Most web apps don’t need microservices. They need one server that doesn’t fall over.

The pitch

Elixir runs on the BEAM — the Erlang VM, built by Ericsson for telecom systems that couldn’t go down. It’s been running 99.999% uptime systems since the ’80s. Phoenix is the web framework on top of it.

What you get:

  • Concurrency without the pain. Lightweight processes (not OS threads) that handle millions of connections. No async/await, no callback hell, no thread pools to tune.
  • Fault tolerance built in. Processes crash and restart in isolation. One bad request doesn’t take down your server. This isn’t a pattern you implement — it’s how the runtime works.
  • Real-time out of the box. Phoenix Channels and LiveView give you WebSocket-powered UIs without writing JavaScript. Dashboards, notifications, collaborative features — all from one codebase.
  • One developer does the work of a team. No separate API server, no frontend build pipeline, no WebSocket service. It’s all one app.

When it fits

  • You’re a startup and need to ship fast with a small team
  • You need real-time features (chat, live updates, dashboards)
  • You want to sleep at night knowing your server handles traffic spikes
  • You’re tired of duct-taping Node.js microservices together

When it doesn’t

  • Your team only knows Python/JS and doesn’t want to learn something new
  • You need a specific library ecosystem (ML, data science — Python wins there)
  • You’re building a static site or something trivially simple

Best language for AI development

A Tencent study tested LLM code generation across 20 programming languages. Elixir came out on top with a 97.5% completion rate — the highest of all languages tested. Claude Opus 4 scored 80.3% on Elixir problems, compared to 74.9% for C# and 72.5% for Kotlin.

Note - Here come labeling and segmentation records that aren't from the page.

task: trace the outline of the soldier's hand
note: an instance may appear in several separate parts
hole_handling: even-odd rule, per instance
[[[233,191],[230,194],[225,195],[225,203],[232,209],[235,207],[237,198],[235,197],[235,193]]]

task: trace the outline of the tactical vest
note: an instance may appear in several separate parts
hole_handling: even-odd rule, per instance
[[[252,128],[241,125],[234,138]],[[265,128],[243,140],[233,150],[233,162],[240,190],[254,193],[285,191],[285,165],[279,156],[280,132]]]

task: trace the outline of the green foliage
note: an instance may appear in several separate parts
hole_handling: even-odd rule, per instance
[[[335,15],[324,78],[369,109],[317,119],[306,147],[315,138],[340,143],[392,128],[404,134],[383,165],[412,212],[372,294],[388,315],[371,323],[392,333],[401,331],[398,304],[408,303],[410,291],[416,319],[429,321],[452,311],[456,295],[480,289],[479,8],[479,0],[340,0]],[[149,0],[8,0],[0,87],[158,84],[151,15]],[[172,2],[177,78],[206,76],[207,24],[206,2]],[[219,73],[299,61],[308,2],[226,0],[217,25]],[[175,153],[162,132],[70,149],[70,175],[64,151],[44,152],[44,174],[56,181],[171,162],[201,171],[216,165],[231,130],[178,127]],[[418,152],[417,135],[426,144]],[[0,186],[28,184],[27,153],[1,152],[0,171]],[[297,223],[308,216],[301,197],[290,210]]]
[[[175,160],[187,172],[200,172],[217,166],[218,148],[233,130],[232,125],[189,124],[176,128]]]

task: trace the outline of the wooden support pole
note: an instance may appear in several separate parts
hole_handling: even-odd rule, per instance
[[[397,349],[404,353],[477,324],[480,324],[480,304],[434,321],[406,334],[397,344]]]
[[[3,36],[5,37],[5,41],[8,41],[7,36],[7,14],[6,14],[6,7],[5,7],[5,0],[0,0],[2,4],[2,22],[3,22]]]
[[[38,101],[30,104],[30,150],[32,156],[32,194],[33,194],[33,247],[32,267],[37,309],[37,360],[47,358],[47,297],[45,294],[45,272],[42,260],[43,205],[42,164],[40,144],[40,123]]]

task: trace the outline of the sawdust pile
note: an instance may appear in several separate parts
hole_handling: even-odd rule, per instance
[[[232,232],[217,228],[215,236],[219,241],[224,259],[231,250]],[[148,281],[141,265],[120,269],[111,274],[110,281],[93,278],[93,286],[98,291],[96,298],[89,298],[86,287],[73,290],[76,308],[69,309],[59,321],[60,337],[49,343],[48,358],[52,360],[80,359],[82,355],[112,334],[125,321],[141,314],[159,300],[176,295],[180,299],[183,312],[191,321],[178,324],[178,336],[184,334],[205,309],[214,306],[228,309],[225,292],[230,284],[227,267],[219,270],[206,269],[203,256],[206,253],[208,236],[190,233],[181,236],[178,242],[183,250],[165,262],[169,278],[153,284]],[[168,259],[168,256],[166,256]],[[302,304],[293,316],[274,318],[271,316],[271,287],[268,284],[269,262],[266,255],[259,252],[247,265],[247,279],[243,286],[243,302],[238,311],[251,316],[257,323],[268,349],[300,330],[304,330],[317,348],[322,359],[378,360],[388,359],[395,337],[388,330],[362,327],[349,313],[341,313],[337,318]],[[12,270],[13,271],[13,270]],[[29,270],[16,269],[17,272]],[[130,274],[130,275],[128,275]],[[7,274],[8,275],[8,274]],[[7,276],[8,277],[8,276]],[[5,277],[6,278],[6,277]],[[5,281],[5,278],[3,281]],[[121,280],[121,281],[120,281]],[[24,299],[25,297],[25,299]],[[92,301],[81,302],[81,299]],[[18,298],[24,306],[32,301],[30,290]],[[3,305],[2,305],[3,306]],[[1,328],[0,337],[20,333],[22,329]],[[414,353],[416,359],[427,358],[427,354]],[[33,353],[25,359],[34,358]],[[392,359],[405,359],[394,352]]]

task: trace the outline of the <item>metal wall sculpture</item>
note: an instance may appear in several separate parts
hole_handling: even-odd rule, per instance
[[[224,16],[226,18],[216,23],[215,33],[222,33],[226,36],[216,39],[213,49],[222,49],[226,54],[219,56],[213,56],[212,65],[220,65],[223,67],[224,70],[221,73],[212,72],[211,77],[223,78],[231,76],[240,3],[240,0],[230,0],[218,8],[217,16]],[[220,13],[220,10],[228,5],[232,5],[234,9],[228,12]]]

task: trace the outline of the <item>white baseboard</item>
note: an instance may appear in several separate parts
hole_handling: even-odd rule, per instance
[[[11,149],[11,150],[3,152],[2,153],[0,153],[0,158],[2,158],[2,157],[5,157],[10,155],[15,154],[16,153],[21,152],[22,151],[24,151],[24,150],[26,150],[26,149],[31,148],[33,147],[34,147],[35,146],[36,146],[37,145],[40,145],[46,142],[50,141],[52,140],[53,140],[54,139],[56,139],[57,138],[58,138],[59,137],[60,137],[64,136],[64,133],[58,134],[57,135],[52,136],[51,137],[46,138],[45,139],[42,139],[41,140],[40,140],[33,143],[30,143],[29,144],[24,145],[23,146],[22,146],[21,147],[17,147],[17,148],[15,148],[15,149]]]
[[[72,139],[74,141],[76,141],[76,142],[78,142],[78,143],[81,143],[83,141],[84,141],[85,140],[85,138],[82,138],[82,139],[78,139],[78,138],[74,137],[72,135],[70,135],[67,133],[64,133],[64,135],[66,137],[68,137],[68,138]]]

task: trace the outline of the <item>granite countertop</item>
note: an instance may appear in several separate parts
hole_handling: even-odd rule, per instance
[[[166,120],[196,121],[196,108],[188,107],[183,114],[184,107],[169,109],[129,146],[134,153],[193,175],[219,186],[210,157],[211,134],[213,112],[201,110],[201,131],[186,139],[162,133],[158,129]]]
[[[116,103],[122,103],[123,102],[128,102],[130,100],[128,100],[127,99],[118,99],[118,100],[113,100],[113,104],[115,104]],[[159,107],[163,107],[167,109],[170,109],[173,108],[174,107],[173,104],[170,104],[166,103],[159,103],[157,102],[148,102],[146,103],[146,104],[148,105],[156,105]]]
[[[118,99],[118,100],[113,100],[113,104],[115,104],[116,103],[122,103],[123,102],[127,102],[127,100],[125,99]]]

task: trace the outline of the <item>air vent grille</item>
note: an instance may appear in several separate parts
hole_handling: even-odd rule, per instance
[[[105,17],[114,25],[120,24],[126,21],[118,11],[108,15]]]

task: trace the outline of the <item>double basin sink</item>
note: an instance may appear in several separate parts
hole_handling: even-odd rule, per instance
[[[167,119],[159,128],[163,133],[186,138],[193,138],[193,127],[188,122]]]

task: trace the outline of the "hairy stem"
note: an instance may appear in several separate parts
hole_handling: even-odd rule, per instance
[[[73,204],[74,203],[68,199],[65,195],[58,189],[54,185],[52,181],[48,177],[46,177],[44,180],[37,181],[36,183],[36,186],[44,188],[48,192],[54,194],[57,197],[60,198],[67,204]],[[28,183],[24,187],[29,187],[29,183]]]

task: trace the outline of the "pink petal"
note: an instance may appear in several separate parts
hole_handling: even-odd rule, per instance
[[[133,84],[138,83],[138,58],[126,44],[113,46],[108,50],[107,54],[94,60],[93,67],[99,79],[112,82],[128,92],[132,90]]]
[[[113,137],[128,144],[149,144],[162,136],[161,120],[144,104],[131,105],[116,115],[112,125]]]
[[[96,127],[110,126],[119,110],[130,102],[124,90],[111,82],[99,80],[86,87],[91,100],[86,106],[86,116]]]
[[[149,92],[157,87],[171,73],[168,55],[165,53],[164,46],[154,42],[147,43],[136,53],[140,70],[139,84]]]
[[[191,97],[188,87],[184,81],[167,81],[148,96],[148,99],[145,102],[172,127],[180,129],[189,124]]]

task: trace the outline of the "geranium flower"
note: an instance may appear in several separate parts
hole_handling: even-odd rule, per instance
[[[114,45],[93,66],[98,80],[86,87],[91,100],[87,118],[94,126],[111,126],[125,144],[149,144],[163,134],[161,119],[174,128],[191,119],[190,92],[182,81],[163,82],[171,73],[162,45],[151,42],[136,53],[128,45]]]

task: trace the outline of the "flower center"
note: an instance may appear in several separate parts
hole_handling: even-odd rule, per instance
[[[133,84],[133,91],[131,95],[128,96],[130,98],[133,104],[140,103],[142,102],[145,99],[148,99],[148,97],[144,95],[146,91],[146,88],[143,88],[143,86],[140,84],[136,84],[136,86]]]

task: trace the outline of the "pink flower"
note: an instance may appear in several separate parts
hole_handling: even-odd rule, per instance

Why? Elixir’s design happens to be exactly what LLMs need: immutability makes data flow explicit, documentation is a first-class language feature (with executable examples verified by tests), and the ecosystem has been stable since 2014 — no conflicting training data from breaking changes across versions.

In practice this means AI coding agents write better Elixir than almost anything else. More on this in Dashbit’s writeup.

What about scaling?

WhatsApp handled 2 million connections per server on Erlang. Discord runs on Elixir. You’re not going to hit a scaling wall before you hit a business problem.